Hier, nous avons vu
Emily de Frances O'Connor, qui s'intéresse à la vie de l'une des trois sœurs Brontë, Emily, autrice des
Hauts de Hurlevent. C'est une plongée dans l'univers familial pétri d'affections, de rivalités et d'éducation religieuse étouffante du XIXe siècle anglais. Comme souvent (mais il faut tout de même le souligner), le travail sur les costumes, les décors et les lumières est très soigné. Actrices et acteurs jouent très honorablement, en particulier Emma Mackey, qui incarne Emily. Le scénario s'attache à la dépeindre comme une véritable
misfit dans cette société très corsetée, au sein d'une fratrie où elle fait figure de vilain petit canard, la seule à oser donner voix aux émotions, aux pulsions et aux tensions qui la traversent. Entre gothique et romantisme, son inspiration est montrée comme nourrie par les paysages de landes pluvieuses et par la demeure familiale qu'elle a le plus grand mal à quitter. Les touches de fantastique présentes ici et là soulignent avec subtilité l'instabilité d'Emily. C'est prenant, bien rythmé, bien filmé.
Le problème est que nombre de péripéties n'ont pas grand-chose à voir avec la vie des véritables sœurs Brontë. Le personnage de leur frère, Branwell, par exemple, n'a pas le destin décrit par le film (même si la réalité n'est pas beaucoup mieux). Quant aux autres sœurs Brontë, pour tout ce que j'ai pu lire, elles n'étaient pas à ce point à couteaux tirés avec Emily. Anne, dont Emily était très proche, est ici réduite à un rôle de quasi figurante.
Mais ma plus grande frustration envers ce film, c'est son incapacité à montrer le travail de l'écrivaine qui a mené aux
Hauts de Hurlevent. Comme dans trop de biopics d'écrivains, on a l'impression qu'il suffit de ressentir de grandes choses et de s'asseoir à un bureau le temps d'une nuit blanche pour accoucher d'un chef-d'œuvre. Les histoires que se racontaient (et écrivaient) les sœurs Brontë, dès l'enfance (donc bien avant le début de la période que le film choisit d'évoquer) sont à peine mentionnées, et on ne les voit jamais lire, à part à l'église ! Bien des détails de leur vie réelle paraissent plus extraordinaires que l'intrigue amoureuse fictive et finalement assez bateau inventée par le film. Quant à la vie d'Emily, elle semble émaillée de scènes qui, comme par hasard, préfigurent les péripéties des
Hauts de Hurlevent. Ainsi, une fois de plus, la genèse d'un roman est réduite à la simple transposition directe d'émotions et d'événements vécus par son auteur.
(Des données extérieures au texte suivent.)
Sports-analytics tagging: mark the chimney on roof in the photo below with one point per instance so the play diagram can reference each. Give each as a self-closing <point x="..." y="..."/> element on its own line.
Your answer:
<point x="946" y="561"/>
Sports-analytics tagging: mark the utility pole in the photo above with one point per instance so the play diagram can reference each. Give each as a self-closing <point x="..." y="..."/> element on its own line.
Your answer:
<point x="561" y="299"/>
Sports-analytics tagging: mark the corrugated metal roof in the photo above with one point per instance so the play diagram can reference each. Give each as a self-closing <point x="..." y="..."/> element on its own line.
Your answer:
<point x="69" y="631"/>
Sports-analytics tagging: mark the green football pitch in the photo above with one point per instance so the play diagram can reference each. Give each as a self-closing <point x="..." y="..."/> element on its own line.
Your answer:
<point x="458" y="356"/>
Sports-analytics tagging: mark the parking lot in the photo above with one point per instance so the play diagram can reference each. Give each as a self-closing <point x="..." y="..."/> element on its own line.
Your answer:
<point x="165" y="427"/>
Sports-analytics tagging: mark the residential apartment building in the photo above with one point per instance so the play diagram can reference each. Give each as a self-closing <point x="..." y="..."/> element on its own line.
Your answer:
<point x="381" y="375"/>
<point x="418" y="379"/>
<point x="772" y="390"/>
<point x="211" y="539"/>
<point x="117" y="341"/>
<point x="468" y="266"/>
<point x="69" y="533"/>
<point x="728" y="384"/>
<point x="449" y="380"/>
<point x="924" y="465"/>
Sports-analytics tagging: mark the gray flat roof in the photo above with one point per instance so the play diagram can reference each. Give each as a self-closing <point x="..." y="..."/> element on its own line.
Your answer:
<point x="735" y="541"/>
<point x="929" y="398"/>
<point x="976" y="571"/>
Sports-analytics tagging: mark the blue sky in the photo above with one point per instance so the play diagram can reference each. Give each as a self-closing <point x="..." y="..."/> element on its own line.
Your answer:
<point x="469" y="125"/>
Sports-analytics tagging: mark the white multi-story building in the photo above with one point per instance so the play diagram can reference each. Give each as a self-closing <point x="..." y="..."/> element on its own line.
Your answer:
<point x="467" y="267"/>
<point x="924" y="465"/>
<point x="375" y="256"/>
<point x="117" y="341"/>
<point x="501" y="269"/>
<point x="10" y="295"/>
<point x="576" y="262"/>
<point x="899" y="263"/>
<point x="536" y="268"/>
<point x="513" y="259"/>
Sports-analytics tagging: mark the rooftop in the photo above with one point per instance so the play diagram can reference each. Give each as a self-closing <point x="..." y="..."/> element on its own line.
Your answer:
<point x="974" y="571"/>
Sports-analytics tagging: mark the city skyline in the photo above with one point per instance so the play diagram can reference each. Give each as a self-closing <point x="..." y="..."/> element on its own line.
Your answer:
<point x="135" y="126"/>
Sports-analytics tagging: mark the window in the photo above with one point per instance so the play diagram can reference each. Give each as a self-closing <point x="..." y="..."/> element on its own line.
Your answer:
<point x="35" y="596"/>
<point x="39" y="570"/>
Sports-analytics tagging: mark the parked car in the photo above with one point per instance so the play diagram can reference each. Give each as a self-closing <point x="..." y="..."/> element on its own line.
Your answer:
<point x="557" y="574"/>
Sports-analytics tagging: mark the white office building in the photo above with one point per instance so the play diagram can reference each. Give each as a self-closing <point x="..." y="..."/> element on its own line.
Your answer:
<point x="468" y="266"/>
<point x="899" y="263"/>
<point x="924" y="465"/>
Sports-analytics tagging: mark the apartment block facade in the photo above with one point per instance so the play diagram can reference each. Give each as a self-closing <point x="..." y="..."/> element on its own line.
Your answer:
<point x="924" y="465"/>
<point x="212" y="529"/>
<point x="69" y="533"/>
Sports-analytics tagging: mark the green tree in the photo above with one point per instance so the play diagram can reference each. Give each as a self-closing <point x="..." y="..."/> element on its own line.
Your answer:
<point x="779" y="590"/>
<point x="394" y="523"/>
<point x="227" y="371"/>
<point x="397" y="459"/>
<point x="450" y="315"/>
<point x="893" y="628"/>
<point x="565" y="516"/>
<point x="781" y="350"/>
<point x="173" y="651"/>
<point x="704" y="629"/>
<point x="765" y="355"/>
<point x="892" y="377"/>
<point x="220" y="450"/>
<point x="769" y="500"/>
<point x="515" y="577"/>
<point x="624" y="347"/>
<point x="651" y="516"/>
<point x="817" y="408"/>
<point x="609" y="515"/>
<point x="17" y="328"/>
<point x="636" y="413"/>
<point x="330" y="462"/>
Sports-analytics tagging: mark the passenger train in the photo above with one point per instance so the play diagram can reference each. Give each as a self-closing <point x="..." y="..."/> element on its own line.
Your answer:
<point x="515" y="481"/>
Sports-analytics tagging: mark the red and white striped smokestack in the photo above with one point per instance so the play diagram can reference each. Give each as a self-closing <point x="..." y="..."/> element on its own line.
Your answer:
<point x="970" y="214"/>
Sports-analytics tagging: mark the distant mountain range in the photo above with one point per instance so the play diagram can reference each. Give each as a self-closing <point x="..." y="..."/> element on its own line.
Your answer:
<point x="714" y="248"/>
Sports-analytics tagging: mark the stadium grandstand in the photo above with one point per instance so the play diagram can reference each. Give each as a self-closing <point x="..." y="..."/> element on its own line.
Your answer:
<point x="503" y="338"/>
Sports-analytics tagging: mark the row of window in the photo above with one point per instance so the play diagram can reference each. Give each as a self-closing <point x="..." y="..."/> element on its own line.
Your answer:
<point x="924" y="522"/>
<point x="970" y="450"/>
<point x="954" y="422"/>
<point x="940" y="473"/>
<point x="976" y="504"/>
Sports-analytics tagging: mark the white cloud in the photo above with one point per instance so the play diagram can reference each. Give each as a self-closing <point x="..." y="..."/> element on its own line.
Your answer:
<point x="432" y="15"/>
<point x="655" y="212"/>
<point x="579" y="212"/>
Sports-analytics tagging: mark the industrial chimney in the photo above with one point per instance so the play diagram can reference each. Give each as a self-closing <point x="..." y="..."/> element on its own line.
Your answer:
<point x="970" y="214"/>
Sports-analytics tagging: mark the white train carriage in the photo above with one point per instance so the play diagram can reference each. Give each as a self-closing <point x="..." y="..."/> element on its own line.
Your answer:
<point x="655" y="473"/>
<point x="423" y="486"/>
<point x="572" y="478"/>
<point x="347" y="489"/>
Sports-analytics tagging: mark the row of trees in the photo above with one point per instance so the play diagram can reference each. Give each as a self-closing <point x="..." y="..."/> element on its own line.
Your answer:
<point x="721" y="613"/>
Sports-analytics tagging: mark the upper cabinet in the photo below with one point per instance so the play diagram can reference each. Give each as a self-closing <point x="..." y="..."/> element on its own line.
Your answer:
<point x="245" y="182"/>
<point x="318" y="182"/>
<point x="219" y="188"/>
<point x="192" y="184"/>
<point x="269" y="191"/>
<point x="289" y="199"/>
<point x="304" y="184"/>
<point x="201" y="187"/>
Qu'est-ce que ça donnera quand quelqu'un voudra filmer la genèse de
Gagner la guerre de Jaworski !
Malgré ces défauts agaçants (et fréquents dans ce genre de film), je dois dire que je n'ai pas vu le temps passer et que l'ensemble forme une histoire prenante et qui donne à penser, même s'il vaut mieux la prendre prudemment comme un genre de Janeaustenerie un peu moins polie plutôt que comme un récit fidèle de la vie des Brontë. Il a aussi l'avantage de remettre le sujet sur le devant de la scène et d'y intéresser potentiellement un public nouveau. À elle seule, la somptueuse BO d'Abel Korzeniowski, sur fond d'arbres et de robes victoriennes, vaut la séance.